Setelah kejadian kemarin Rania bersikab biasa saja saat didepan Rama ,tapi begitu Rama tidak ada sikabnya berubah dingin kembali ,sedangkan Arya sikabnya biasa biasa saja seolah tidak terjadi apa apa
" Rania tolong pasangkan dasiku " pinta Arya didepan Rama ,dengan begitu Rania tidak mungkin menolak dan Rania hanya menganguk lalu memasangkan dasi ia sengaja menarik agak kencang karena dia masih jengkel dengan Arya
" Udah mas " ucap Rania sambil tersenyum penuh arti dan menarik dasinya dengan kencang ,Arya menyadari Rania masih marah padanya ,namun ia gengsi untuk meminta maaf
" Cup ... " tiba tiba Arya mengecup kening Rania dan ia menoleh Rupanya Rama sudah tidak ada disampingnya ,rupanya bocah itu sudah keluar bersama mbok minah menunggu di mobil
" Cup ... " kemudian Arya mencium bibir Rania dilanjutkan sedikit ******* Rania seketika melotot dan mendorong tubuh Arya
" Apa apaan sih mas " sewot Rania
" Ini hukuman ,buat kamu " jawab Arya tanpa dosa
" Mas ... " belum sempat Rania melanjutkan perkataanya Arya kembali membungkam bibir Rania dengan bibirnya
" Kalau masih protes aku tambah hukumanya , yang lebih dari ini " tutur Arya kemudian pergi meninggalkan Rania
" Dasar manusia es ,minta maaf kek ,malah seenaknya maksa nyium gue ,eh tapi kenapa aku malah menikmatinya ,dasar tubuh dan pikiranku tidak singkron " batin Rania ,kemudian dia bergegas untuk memulai aktivitasnya sebagai pengajar ,menjadi pengajar sebenarnya bukan fashionya namun nasib berkehendak lain hingga berujung ke pernikahannya dengan Arya yang tidak pernah ia duga sebelumnya
" Gua ,harus semangat menjalani takdir hidup yang sudah digariskan yang maha kuasa termasuk menikah dengan manusia es itu " guman Rania menyemangati dirinya sendiri
Rania jadi inget sama keluarganya dikampung yang selalu mendukungnya dalam situasi apapun
" Aku telp si bams aja ,kangen aku sama bapak ibu " guman Rania kemudia ia mengeluarkan hp dari tasnya langsung memencet nomor adeknya
" Hallo bams, aku kangen bapak dan ibu " terdengar suara Rania menelphone adekya
" Hallo kak , memangnya belum sampai disitu kak ? tanya bams di seberang
" Ya hallo, emang bapak ibu mau kesini kok nggak bilang ? tanya Rania
" Mau kasih surprise katanya ,memangnya belum sampai " tanya bams lagi
" Belum ,ibu dan bapak berangkat jam berapa ? tanya Rania kawatir
__ADS_1
" Ini mereka barusan ngabari udah sampai diterminal ,tolong jemput mereka kasian nggak usah surprise surprisan "

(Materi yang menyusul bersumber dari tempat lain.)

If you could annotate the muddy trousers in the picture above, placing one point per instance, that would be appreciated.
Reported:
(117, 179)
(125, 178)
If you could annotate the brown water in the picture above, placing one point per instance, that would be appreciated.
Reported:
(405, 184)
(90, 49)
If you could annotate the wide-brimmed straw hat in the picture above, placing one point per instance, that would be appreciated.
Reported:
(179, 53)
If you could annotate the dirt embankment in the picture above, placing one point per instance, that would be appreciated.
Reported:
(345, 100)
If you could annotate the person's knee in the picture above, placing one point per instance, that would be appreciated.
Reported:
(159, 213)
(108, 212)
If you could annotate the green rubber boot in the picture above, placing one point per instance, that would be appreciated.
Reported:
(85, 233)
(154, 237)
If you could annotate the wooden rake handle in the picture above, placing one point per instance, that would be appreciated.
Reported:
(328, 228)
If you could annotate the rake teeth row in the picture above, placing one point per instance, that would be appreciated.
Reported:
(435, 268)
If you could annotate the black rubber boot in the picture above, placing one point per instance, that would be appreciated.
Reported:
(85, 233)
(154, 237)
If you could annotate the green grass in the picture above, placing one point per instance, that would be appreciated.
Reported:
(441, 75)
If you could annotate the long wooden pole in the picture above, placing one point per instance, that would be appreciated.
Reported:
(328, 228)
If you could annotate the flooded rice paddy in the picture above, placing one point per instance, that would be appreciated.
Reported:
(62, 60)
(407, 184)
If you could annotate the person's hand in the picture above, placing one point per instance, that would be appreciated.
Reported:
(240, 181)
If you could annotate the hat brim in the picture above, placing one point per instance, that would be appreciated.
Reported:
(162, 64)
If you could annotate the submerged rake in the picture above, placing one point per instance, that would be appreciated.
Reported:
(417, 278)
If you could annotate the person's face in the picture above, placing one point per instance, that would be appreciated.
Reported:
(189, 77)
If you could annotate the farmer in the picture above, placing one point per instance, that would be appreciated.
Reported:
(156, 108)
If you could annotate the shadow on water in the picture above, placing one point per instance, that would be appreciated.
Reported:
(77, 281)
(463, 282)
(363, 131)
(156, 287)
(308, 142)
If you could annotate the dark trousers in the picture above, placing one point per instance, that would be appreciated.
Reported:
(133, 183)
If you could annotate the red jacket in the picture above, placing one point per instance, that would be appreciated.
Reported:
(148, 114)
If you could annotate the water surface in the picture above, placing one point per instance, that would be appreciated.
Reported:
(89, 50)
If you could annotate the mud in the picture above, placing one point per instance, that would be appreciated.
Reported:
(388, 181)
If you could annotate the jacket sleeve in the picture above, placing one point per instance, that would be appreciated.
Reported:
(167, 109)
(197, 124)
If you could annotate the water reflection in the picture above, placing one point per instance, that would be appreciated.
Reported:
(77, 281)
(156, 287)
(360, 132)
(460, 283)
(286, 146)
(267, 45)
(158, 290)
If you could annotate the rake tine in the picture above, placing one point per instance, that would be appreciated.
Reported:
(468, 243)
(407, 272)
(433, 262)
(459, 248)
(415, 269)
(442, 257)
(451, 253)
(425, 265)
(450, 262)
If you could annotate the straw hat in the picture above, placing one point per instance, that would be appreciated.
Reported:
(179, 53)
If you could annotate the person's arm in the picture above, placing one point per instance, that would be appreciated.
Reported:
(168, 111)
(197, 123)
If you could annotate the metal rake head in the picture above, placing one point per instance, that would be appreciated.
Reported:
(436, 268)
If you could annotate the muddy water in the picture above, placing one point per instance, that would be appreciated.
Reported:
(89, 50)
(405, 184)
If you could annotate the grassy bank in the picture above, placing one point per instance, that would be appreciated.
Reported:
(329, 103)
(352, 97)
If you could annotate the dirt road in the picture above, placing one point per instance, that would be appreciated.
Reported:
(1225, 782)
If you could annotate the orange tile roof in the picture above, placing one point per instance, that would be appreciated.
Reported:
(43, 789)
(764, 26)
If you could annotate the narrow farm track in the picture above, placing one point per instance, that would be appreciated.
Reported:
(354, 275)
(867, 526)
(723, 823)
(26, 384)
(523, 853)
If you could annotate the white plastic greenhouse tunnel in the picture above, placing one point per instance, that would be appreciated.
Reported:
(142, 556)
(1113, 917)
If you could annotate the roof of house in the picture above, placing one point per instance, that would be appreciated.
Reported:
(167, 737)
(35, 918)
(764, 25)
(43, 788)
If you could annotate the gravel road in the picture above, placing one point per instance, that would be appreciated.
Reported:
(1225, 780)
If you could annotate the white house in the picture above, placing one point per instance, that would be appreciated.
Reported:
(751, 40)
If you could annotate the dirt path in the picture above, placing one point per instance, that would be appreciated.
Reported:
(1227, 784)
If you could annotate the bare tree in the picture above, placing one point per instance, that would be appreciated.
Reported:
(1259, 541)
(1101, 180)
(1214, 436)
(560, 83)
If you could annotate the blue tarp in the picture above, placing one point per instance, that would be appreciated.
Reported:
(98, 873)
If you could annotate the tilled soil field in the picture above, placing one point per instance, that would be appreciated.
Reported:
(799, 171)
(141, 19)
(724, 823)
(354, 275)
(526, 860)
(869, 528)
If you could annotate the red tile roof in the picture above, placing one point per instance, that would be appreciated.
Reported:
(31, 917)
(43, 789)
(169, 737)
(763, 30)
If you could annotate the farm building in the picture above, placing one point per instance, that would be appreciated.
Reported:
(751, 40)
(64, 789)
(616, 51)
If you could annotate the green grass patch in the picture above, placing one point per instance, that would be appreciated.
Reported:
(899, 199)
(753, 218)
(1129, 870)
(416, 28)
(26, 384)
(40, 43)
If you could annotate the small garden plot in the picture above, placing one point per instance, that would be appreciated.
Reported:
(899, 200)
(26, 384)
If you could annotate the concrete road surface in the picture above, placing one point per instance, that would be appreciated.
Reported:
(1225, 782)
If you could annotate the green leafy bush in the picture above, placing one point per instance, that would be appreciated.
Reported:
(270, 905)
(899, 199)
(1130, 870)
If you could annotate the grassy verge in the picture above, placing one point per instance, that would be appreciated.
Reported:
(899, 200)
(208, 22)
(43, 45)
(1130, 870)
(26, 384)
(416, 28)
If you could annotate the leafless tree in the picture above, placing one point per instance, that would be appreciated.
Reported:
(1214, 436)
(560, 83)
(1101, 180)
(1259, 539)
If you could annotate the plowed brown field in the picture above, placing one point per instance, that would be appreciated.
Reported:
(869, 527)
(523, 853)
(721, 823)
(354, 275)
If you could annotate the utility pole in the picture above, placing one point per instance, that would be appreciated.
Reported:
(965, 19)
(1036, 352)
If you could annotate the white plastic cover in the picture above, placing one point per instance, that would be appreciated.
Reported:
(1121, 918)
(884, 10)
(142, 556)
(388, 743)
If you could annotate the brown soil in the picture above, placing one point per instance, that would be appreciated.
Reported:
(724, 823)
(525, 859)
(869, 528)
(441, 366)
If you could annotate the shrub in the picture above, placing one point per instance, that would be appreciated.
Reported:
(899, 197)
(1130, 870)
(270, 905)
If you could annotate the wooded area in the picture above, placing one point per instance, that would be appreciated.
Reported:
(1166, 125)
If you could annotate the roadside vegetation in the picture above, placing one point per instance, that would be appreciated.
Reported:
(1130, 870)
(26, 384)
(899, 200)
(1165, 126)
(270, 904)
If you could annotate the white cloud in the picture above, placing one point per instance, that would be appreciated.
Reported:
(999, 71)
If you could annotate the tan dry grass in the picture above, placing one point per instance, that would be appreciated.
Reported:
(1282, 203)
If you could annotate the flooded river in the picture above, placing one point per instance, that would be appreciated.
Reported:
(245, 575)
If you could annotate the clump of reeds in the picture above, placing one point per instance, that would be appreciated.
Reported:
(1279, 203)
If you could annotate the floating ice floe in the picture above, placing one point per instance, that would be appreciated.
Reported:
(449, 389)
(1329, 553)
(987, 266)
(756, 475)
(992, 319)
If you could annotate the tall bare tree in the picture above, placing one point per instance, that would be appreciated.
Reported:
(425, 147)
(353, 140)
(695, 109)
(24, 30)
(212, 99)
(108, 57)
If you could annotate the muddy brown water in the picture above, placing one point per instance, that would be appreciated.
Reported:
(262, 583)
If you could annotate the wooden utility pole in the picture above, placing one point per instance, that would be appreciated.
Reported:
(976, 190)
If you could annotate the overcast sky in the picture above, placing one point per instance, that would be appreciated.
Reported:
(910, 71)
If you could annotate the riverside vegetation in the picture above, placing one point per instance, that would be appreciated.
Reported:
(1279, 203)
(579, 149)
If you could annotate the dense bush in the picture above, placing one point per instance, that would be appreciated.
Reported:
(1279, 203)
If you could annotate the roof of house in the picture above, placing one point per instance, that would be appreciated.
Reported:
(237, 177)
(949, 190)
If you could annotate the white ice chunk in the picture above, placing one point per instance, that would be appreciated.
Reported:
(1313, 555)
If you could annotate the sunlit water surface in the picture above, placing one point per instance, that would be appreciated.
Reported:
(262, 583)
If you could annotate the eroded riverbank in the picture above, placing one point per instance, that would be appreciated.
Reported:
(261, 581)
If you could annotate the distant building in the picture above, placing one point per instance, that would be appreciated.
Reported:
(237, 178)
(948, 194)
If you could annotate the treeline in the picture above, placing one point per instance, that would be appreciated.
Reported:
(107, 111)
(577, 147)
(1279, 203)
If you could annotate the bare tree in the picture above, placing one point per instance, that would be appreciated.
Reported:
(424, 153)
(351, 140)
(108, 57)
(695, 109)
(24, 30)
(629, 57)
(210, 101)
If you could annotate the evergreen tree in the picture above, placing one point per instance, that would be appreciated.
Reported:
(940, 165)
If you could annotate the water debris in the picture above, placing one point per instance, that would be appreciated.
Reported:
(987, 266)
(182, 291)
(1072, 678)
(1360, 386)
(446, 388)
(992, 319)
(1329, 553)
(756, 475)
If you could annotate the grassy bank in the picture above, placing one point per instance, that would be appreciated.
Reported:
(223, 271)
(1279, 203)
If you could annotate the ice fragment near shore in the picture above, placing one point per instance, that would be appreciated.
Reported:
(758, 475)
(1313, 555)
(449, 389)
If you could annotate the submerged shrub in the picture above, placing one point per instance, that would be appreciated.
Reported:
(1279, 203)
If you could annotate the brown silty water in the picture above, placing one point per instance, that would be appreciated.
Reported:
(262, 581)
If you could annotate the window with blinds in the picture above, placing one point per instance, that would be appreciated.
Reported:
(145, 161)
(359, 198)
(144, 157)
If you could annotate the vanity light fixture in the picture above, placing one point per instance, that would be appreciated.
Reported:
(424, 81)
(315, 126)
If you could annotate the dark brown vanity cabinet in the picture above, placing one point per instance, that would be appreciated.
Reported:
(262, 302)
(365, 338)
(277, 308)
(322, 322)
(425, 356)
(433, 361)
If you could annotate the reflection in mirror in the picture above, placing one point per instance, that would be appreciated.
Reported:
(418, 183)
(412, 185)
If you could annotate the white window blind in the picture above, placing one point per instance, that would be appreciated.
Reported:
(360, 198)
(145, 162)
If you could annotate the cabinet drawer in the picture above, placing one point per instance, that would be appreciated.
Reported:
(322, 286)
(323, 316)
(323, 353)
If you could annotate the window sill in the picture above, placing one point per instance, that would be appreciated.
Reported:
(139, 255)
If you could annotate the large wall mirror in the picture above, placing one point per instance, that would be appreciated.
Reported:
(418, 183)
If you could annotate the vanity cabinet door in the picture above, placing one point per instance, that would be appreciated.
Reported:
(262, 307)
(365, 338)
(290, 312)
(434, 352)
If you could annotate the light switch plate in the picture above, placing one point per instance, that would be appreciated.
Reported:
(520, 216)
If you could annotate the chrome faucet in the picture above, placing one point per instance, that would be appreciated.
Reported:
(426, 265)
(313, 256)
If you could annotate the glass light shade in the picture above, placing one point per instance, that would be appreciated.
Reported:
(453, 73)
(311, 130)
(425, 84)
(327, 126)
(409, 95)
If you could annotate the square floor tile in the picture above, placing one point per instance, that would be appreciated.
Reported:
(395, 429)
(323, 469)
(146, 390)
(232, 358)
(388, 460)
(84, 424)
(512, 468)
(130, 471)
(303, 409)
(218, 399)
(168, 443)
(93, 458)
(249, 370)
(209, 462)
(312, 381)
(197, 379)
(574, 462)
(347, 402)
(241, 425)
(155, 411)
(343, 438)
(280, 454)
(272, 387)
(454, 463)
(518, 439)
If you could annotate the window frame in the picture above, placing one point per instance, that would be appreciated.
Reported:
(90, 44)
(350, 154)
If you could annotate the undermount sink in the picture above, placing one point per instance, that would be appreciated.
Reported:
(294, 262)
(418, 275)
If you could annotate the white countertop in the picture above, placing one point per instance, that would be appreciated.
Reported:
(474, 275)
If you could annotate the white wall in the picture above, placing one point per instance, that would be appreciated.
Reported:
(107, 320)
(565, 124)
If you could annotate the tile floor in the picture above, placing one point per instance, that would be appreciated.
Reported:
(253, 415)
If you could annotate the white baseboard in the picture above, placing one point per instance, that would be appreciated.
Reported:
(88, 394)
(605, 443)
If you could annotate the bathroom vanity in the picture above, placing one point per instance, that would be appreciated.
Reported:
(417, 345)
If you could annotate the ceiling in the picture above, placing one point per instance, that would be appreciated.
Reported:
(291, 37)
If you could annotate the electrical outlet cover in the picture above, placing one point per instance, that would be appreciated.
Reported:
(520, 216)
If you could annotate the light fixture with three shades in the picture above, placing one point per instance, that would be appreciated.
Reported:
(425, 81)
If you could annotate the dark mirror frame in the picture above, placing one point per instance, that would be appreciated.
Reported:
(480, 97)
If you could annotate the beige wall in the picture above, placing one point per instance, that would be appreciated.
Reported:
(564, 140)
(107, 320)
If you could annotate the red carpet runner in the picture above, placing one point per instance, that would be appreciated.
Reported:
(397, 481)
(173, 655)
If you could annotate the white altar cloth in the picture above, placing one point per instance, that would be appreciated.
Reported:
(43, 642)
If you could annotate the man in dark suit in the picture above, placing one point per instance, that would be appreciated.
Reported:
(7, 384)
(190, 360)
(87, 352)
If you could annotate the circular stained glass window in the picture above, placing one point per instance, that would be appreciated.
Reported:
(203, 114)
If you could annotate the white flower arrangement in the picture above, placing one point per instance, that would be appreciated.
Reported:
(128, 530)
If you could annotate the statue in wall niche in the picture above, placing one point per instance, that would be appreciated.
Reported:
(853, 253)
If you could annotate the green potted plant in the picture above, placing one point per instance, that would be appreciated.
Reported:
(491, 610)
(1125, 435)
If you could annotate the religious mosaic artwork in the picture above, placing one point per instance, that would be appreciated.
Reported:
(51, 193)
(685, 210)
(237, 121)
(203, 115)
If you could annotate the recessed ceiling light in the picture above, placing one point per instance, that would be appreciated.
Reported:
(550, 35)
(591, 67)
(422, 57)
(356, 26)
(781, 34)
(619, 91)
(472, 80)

" Klik " sambungan telp terputus Rania langsung menghubungi Arya lewat pesan takutnya kalau telp menggangu kalau pas lagi meeting
Rania : Mas gawat nih mas bapak ibu mau kesini katanya mau nginep seminggu barusan bams ngabarin sekarang mereka sudah sampai diterminal
"Ceklis dua cuma read doang nyebelin banget sih manusia es satu ini "kemudian Rania mengirim pesan lagi
Rania : di read doang , nggak ada kawatir kawatirnya sama sekali 😡
Arya : terus aku harus gimana ? salto ?
Rania : nyebelin banget sih
Rania kemudian menghubungi eko untuk menjemput orang tuanya ,namun eko bilang tidak bisa karena harus menjemput Arya disuatu tempat
" Ada yah ,orang nyebelin kaya mas arya gitu ,diakan ada supir dikantor dan ia juga bisa setir mobil sendiri " guman Rania sambil meneteskan air mata
" Segitu tidak berharganyakah aku dimata mas arya sampai sampai aku menyuruh eko saja sepertinya dia sengaja kasih kerjaan eko biar tidak bisa jemput "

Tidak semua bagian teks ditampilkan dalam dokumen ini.